Hamdi, Saipul. (2017) Pesantren dan Gerakan Feminisme di Indonesia, IAIN Samarinda Press, Samarinda, Cetakan I.
Junaidi, Heri & Hadi, Abdul. Gender dan Feminisme dalam Islam. UIN Syarif Hidayatullah Jakarta.
Kholil, Muhammad. Feminisme dan Tinjauan Kritis terhadap Konsep Gender dalam Studi Islam. UIM Pamekasan.
Lisa, Nur. (2017) Kedudukan Perempuan dalam Kumpulan Cerpen SAIA Karya Djenar Maesa Ayu (Feminisme Marxis). Skripsi. Jurusan Bahasa dan Sastra Indonesia, Fakultas Bahasa dan Sastra, Universitas Negeri Makassar.

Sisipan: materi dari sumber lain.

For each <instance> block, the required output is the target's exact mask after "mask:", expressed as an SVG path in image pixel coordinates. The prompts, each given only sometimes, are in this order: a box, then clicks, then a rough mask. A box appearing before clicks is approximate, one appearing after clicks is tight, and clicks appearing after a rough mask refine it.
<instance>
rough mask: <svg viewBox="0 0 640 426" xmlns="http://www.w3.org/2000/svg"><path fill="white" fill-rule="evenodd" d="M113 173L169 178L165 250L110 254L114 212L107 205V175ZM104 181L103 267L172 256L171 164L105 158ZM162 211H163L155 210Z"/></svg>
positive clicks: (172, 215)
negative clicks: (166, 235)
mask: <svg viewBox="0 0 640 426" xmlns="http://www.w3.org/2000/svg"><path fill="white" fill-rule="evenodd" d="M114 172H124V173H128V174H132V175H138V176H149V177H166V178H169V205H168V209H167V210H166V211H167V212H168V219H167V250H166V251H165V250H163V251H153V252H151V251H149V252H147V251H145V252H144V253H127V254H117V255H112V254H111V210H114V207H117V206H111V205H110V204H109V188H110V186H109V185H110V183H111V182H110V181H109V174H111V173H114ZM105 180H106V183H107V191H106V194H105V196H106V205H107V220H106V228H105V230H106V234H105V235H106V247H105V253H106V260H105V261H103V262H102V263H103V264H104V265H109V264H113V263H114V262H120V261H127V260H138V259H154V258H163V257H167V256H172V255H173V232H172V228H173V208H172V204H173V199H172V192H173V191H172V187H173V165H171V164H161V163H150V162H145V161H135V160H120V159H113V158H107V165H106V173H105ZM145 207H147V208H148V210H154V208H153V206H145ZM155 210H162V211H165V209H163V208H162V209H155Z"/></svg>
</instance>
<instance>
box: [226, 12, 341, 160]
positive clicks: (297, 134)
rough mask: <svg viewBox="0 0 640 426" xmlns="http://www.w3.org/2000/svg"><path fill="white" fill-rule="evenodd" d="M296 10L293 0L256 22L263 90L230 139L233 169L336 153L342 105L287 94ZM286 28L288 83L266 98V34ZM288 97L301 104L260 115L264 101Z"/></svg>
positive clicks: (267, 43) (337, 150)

Mahmada, N.D. (2002), ‘Hijabisasi perempuan dalam ruang publik’ in Wajah Liberal Islam di Indonesia,eds L. Assyaukanie, JIL, Jakarta, pp.
Maulana, Abdullah Muslich Rizal. (2013) Feminisme sebagau Diskursus Pandangan Hidup. Jurnal Kalimah, Vol. II, No. 2. Jurusan Ilmu Akidah, Fakultas Ushuluddin, Institut Studi Islam Darussalam.
Nuryati. (2015) Feminisme dalam Kepemimpinan. Jurnal Istinbath, No. 16. UIN Raden Fatah Palembang.
Sofranita, Beauty Dewi & Wahyuningsih, Fahmi. ( 2015) Pemikiran dan Tindakan Tokoh Helen Dalam FEUCHTGEBIETE Karya Charlotte Roche. Jurnal Identitaet, Vol. IV, No. 2. Program Studi Sastra Jerman, Fakultas Bahasa Dan seni, Universitas Negeri Surabaya.
Zulfikri. Menelisik Sejarah Pendekatan Feminisme dalam Islam. STIT Diniyyah Puteri Rahmah El-Yunusiyyah.